There is a video that has been doing the round for a few years of an MIT lecture that has become a topic of debate in another forum I am a member of.

The lecture by Prof Walter HG Lewin discusses Galileo's square cube law and then measures femur bones of mammals increasing in size. The mass of the bones do not scale up in the way predicted. The uploaded video presents the findings as disproving the law and also opening the possibility of giants.

Some have argued that; SC Law does not apply to bio mechanics and this lecture proves it. The MIT lecture has successfully debunked the law and proven it doesn't always hold. Elephants have proven to break the law as their bones have not scaled up the way that the SC law would predict. Therefore giants are possible as the SC law has been proven wrong, there is no upper limit to animal size.
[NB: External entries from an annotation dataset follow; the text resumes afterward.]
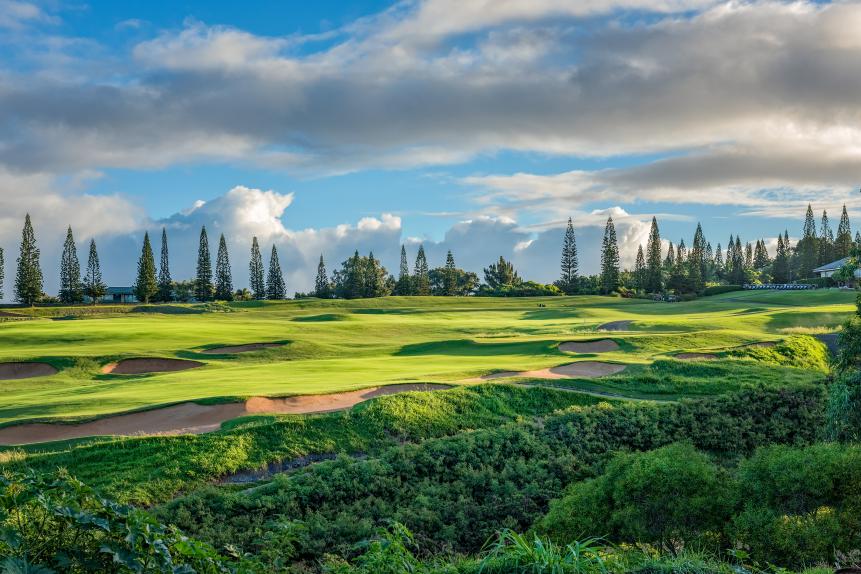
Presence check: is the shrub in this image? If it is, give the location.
[538,443,731,542]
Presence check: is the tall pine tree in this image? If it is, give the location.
[601,217,619,293]
[215,233,233,301]
[84,239,108,305]
[634,244,647,291]
[15,213,42,305]
[157,227,173,302]
[646,217,664,293]
[556,217,579,295]
[60,225,83,305]
[266,245,287,301]
[135,233,158,303]
[413,245,430,295]
[314,253,331,299]
[834,205,852,259]
[194,226,213,301]
[796,204,819,279]
[248,236,264,300]
[443,249,457,296]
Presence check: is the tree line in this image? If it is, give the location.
[0,205,861,305]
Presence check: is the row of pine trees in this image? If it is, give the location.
[0,205,861,305]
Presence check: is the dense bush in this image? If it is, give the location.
[536,444,861,566]
[538,443,730,543]
[159,387,824,560]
Others argue: SC Law is pure math and not been been debunked. It applies to every three dimensional object, including in biology. Elephants do not "break" the SC law. Animal's bones are not expected to scale up perfectly with increasing animal size and this isn't relevant to the SC law. Saying otherwise is a false assumption. The SC law does not in itself disprove the possible existence of giants or give an upper limit to animal size, but when applying other aspects of bio mechanics problems arise which do indicate an upper limit to animal size

I would appreciate any thoughts on this, thank you.

https://www.youtube.com/watch?v=qzq710aOHjE

Answer 1

The square cube law will be perfect for mathematical objects such as, sphere, cube, pyramid etc.

Biological objects are often, or maybe even generally, fractals.

Mathematical objects have three dimensions, but biological objects may exist in 3 dimensions but actually be better described by fractional or fractal dimension.

Fractal objects will not follow the square cube law generally.

To find out more about this then a high level article is here with lots of detail.

An example of this sort of thing for a 'mathematical fractal object' consider the Koch snowflake fractal. This object has finite area, but infinite perimeter. The equivalent object in 3D will have finite volume, but infinite surface area.

Finally, thinking about the elephant/other bones - the structure inside the bone will be some sort of honeycomb type (most likely fractal) structure. So although the outside of the bone may not be fractal, the effect of the internal structure will be that the mass does not scale as expected, thus breaking the expected square cube law.